For The Overall Community
- Replace homelessness with new high-quality affordable housing with good, co-located jobs
- Improve community-wide social & financial metrics
- Reduce community-wide social & financial costs
- Flexible model allows high or low-density, urban/suburban/rural development
In another approach, applying these Tenant Farming & Sharecropping tax provisions to indoor Cannabis production under lights employing a community of affordable housing residents as the tenants and sharecrop workforce might seem like a stretch, when you read the IRS language their applicability to indoor grows in towns and cities, though hardly contemplated by the IRS, seems pretty clear. That could enable this concept to be applied in urban infill Cannabis grows with tenant sharecroppers living in on-site modular housing that would be a cut above the toolshed “Home Depot” tiny houses that are currently being envisioned by so many well-meaning organizations as homeless housing. Let’s hope that Cannabis creativity leads to a sense of style in the tenant housing that springs from this concept.
As I said earlier, Tenant Farming & Sharecropping both have horrible connotations of poverty, racism, and exploitation. Both Tenant Farming & Sharecropping have been embedded in some form in agricultural tax & property ownership laws since the American colonies.
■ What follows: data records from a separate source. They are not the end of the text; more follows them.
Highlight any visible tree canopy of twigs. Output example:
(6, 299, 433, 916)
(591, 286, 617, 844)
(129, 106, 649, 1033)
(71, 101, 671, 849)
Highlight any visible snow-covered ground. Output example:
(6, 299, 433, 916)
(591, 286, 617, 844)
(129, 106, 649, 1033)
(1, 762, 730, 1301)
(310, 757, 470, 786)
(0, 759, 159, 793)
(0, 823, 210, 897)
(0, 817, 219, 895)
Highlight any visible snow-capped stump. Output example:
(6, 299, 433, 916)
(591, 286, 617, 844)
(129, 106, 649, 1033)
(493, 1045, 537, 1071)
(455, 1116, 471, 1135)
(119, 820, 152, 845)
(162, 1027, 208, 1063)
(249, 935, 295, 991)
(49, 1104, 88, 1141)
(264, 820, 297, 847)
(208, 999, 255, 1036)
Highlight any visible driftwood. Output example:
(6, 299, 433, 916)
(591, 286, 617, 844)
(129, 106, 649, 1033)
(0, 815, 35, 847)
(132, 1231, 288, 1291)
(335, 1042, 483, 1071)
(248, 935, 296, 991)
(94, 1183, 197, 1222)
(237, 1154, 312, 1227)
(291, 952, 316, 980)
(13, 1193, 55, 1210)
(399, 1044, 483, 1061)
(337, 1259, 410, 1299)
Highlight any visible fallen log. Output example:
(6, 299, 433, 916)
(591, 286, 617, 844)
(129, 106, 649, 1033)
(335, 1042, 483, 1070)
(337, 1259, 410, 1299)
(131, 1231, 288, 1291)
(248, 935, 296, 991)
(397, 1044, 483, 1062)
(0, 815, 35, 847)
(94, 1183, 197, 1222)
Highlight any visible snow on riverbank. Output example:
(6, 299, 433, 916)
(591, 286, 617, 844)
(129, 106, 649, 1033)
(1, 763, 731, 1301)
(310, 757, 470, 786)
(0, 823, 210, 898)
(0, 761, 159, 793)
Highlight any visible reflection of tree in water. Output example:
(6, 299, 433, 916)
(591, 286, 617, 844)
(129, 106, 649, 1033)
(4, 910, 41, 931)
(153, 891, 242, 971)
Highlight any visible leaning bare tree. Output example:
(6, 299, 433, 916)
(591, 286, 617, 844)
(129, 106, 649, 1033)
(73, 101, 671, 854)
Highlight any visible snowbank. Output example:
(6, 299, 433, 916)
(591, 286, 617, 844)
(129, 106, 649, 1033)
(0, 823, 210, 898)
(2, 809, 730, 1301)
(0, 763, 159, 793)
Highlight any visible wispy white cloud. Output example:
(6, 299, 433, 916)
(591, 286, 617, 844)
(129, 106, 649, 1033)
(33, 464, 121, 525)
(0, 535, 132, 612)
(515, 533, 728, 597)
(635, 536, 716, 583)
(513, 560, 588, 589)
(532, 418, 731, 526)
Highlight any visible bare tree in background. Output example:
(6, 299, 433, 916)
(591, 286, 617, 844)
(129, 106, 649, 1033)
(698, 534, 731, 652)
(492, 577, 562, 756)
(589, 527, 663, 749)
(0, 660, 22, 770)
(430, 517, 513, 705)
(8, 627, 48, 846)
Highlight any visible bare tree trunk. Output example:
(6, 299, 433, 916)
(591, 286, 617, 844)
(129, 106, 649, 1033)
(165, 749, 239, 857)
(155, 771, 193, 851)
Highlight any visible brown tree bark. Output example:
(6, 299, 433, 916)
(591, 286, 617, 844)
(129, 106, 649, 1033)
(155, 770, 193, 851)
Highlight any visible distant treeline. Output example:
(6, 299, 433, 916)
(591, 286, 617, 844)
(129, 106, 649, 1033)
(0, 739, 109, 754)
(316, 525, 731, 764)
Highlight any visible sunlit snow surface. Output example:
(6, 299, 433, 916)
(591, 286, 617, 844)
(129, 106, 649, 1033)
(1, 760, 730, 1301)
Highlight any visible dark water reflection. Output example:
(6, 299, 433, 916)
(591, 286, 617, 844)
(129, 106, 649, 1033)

As an exploitative agricultural model both have been around at least as far back as Medieval European peasants living in cottages and working on the King’s lands for a share.
This awful reputation for inhumanity is well-deserved, and is undoubtedly what has kept the positive potential of the Tenant Farming/Sharecropping tax laws hidden so well for so long, in spite of intensive searches in every field and profession for every possible usable tax provision.
There is no question that this Tenant/Sharecrop Cannabis Farm model could be abused, especially by corporate Cannabis with their unthinking accountant/attorney-driven predatory models, and could end in virtually enslaving homeless people seeking refuge and a job, but as long as local governments have appropriate regulatory and financial oversight of these kinds of communities, and as long as the residents of the affordable housing communities themselves and the advocacy groups that represent them have a solid role in governance, such abuse can be mitigated if not completely avoided everywhere.
Meanwhile if this model is in the hands of independent, non-corporate Cannabis businesses with a sense of the kind of humanity that can arise from creating communities of sustainable flower production, then maybe the promise of this beautiful gift of the Earth can intrinsically be realized in ways that sustain rather than exploit life.